Wie zu erwarten läuft das Meeting mit Verzögerung an. Der Chef der Marketingabteilung kommt mit zehnminütiger Verspätung in den großen Besprechungsraum. Die gesamte Mannschaft war versammelt und wartete. Ohne auf den Grund für die Verzögerung einzugehen, erteilte der Abteilungsleiter seinem Assistenten sofort das Wort. Dieser startete mit seiner Präsentation und erläuterte in epischer Breite allseits bekannte Fakten. Als die Zusammensetzung der einzelnen Kompetenzteams und deren spezielle Aufgabenstellung an die Reihe kommt, ergreift der Abteilungsleiter wieder selbst das Wort. Roger Schneider wird für die Arbeitsgruppe „Internationale Kommunikation und Zusammenarbeit“ eingeteilt. Er soll als Projektleiter die Interessen der deutschen Seite im international besetzten Gremium entsprechend durchboxen.
Zum Ende des Meetings erfolgt noch der wichtigste Teil der Veranstaltung. Mit Stolz verkündete der Abteilungsleiter, dass der Vorstand, - auf seinen Vorschlag hin - als Arbeitstitel für das neue Vorzeigeprodukt des Unternehmens dem Markennamen „Future One“ zugestimmt habe. Die Mitarbeiter zeigen mit einem demonstrativen Klopfen auf den Tisch, dass sie mit dieser Wortschöpfung mehr als einverstanden sind. Roger denkt für sich bei diesem allgemeinen Schulterklopfen, was für ein arrogantes Arschloch doch sein Chef sei, diese einsame Entscheidung als den größten persönlichen Erfolg seiner beruflichen Karriere anzupreisen. Einfach ätzend, dieser Angeber. Dies gehörte offenbar zum „big-business“. Auf den Punkt gebracht - sagte sich Roger Schneider - Sympathie zählt für ihn nur dann, wenn er die Sekretärin ins Bett kriegen will. Um Karriere zu machen musste er aber schon die eine oder andere Kröte schlucken, auch wenn sie Müller hieß und der Abteilungsleiter war.
„Na, schon fleißig beim neuen Projekt? So lob ich mir das, Prioritäten setzen, das Wichtige vom Alltagsgeschäft trennen! Herr Schneider, es war nicht einfach, Sie beim Vorstand als Projektleiter für Internationale Kommunikation und Zusammenarbeit durchzubringen. Glauben Sie mir, ich hab dem alten Frantzen versichert, dass Sie für diese Aufgabe der richtige Mann sind. Genau wie der neue Name für unsere Luxuslimousine Future One. Mit Ihrer Auslandserfahrung wissen Sie sicher am besten von uns allen hier, wie die Amis ticken.“ Dröhnend lachte Müller P. über sein vermeintlich gelungenes Wortspiel. Na dann, mein lieber Schneider, bis Mittwochabend. Roger ist leicht verdattert. Hat er etwas durcheinander gebracht?
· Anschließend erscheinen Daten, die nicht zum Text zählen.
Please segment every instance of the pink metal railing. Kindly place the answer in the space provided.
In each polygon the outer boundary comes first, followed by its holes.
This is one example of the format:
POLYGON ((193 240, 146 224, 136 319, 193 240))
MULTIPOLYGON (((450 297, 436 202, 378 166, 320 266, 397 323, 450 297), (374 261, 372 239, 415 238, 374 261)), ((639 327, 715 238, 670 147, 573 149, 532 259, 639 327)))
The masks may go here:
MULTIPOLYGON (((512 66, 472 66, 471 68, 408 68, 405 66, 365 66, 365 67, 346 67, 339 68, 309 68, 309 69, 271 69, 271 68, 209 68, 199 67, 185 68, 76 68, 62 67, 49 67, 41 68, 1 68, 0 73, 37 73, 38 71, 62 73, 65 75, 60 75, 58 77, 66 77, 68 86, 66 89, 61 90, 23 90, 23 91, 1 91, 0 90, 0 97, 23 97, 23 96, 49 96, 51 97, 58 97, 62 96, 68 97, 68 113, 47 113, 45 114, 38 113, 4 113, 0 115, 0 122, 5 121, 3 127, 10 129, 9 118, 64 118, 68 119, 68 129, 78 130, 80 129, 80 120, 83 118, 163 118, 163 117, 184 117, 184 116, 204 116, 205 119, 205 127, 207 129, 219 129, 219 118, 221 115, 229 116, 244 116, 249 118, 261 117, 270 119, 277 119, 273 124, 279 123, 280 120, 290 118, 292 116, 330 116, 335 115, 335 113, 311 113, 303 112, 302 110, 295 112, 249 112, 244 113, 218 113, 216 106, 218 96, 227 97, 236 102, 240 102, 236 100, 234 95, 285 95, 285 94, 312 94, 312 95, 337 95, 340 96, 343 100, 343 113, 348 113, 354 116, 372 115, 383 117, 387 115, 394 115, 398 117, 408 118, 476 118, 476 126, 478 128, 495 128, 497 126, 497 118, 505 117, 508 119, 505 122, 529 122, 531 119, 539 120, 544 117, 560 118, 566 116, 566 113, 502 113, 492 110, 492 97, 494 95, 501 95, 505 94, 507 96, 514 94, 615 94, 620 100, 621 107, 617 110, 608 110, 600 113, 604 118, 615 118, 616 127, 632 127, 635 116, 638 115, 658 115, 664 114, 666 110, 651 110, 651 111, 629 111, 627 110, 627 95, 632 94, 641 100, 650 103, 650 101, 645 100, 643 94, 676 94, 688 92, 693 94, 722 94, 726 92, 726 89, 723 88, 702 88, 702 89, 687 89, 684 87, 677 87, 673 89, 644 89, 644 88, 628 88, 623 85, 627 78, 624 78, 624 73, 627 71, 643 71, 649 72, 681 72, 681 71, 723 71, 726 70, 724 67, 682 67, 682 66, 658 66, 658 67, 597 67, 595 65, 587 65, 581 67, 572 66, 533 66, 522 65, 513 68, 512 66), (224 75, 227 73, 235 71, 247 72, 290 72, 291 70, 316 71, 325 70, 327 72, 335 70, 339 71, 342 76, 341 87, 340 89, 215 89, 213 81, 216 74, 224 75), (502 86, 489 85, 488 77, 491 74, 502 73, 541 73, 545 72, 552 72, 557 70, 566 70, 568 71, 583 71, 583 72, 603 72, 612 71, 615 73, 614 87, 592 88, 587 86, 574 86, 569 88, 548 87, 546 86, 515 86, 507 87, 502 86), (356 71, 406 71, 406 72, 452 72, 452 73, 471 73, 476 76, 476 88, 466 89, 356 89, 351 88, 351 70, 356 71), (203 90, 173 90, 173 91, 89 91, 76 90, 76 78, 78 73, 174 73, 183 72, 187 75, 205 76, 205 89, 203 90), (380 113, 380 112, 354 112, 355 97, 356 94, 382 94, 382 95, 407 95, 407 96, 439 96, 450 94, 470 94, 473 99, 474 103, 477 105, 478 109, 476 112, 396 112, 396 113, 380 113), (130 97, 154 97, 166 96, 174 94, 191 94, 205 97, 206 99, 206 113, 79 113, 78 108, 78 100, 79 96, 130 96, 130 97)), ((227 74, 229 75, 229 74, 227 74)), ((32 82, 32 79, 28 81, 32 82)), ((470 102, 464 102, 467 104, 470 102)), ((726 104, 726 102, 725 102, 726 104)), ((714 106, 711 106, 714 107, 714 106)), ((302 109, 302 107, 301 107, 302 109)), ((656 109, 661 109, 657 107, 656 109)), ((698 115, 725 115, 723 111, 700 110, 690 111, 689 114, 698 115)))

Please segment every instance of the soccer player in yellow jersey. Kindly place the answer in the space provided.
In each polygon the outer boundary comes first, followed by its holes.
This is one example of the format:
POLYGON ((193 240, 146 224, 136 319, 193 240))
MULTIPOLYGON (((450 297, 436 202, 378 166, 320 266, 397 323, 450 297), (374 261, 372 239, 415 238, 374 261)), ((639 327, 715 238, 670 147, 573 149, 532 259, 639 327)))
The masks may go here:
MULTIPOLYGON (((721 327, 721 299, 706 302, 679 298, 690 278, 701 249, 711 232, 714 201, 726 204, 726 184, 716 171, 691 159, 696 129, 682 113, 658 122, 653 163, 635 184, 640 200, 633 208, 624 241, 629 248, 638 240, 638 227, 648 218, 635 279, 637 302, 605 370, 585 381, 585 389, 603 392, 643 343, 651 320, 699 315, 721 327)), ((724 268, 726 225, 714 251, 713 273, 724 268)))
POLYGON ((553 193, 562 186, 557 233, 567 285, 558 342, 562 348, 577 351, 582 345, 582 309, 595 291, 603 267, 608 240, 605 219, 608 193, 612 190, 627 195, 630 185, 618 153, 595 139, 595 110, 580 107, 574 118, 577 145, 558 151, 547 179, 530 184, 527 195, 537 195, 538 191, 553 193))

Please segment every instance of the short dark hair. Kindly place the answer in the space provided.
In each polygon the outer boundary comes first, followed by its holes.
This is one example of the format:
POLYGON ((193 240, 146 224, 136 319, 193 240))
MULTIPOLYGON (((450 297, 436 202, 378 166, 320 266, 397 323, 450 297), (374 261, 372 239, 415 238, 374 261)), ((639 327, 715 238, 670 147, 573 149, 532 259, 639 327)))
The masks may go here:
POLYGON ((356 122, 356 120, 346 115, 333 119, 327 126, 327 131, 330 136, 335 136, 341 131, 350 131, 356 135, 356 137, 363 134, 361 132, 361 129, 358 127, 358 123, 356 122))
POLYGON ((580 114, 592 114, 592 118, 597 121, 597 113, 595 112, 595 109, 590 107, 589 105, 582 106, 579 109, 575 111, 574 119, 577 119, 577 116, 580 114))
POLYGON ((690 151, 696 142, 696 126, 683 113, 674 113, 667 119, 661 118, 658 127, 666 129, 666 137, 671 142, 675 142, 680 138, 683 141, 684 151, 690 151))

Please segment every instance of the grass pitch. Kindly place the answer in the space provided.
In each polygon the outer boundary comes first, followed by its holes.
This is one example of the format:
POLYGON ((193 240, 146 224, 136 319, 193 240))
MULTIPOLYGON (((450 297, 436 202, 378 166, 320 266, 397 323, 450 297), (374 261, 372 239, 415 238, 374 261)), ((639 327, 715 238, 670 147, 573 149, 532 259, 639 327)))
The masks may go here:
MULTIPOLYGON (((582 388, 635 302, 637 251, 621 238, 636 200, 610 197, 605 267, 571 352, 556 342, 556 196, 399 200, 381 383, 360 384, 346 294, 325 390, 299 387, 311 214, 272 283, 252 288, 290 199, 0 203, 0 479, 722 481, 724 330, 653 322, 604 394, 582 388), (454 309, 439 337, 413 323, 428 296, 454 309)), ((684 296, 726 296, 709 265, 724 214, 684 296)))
Auf seine zögerliche Nachfrage sagte sein Chef noch: „Hätte ich ja fast vergessen, dafür bin ich doch deswegen extra bei Ihnen ja vorbeigekommen; die Amis wollen schon am Mittwochabend einfliegen, drei bis vier Mann maximal. Es soll ein erstes Kennenlernen vorab stattfinden, Arbeitsthemen abstecken, Tagesordnung festlegen usw. na Sie wissen ja, das Übliche halt. Sie als unser neuer Projektleiter gehören natürlich ab jetzt sozusagen zum engsten Führungskreis. Schon halb auf dem Flur, dann noch eine abschließende Bemerkung von Müller P.: „Als wir Sie nach Detroit in die Lehre geschickt haben, waren Sie da nicht bei Richard Forster als Praktikant?“ Roger kommt nicht mehr zu einem „Ja“, schon ist der Abteilungsleiter davon gedüst und nicht mehr zu sehen.
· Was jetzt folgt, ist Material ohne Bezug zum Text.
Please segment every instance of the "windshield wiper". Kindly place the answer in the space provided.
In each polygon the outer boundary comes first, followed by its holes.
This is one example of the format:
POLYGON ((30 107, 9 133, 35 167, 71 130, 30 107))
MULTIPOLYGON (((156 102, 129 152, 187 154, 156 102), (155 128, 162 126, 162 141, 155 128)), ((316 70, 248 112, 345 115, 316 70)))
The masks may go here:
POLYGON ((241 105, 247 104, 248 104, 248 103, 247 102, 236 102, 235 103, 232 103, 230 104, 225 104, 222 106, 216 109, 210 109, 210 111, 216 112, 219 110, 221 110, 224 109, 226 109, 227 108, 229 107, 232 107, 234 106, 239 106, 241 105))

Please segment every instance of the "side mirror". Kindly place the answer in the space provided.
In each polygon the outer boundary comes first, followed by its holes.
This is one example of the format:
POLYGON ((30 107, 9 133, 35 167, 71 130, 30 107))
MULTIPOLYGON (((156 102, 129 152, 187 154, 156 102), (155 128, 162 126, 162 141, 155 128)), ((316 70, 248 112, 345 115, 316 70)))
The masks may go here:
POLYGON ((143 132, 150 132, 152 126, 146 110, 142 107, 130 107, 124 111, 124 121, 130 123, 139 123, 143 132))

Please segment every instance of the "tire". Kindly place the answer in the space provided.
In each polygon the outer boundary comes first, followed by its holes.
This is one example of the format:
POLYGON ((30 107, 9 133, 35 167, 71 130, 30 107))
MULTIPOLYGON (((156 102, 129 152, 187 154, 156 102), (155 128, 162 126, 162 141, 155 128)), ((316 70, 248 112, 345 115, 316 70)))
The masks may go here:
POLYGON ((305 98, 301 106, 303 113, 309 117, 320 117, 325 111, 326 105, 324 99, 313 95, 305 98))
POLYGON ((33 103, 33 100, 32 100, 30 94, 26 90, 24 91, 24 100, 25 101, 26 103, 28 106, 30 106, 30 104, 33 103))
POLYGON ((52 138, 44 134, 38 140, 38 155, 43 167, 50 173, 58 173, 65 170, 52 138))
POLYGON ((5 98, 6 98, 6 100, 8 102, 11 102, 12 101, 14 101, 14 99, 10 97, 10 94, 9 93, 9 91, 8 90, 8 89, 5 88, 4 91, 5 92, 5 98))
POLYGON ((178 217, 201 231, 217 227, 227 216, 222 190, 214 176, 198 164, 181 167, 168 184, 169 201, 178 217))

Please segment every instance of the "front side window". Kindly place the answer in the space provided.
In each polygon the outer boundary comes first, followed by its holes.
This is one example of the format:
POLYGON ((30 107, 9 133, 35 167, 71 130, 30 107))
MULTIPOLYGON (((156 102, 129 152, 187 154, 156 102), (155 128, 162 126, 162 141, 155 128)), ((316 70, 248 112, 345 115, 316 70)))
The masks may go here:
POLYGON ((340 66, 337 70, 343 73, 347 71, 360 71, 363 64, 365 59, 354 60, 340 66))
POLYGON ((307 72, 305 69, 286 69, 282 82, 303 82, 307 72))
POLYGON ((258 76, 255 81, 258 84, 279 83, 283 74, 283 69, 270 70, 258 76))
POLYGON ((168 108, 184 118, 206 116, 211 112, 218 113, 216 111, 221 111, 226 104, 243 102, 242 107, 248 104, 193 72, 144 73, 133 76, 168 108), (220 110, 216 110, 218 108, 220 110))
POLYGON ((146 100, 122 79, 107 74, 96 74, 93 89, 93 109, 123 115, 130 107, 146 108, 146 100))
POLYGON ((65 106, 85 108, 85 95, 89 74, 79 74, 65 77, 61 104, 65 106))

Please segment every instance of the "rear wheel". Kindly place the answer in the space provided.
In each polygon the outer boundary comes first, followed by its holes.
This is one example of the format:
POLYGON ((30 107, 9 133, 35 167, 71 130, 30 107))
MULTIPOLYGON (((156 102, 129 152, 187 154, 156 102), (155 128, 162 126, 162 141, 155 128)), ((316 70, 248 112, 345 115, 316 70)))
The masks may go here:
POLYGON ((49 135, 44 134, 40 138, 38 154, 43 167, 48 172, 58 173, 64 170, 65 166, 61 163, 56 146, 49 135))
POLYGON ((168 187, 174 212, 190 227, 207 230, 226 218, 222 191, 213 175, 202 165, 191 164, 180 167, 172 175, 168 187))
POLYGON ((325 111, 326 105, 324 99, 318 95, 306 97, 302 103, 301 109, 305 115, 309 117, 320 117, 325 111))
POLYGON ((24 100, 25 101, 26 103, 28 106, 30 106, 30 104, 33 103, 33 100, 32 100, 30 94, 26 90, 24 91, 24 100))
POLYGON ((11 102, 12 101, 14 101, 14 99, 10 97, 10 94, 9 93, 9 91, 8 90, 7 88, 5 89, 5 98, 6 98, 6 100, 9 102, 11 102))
Nur kurz denkt Roger darüber nach, warum sein Chef auf seine Zeit in der amerikanischen Niederlassung anspielt. Er beginnt in seiner Projektunterlage nach der Zusammensetzung der Teams zu suchen. Die amerikanische Seite ist personell nur schwach vertreten. Vier Namen, von denen er nur den von Forster kennt. An den erinnerte er sich aber mit besonderem Vergnügen.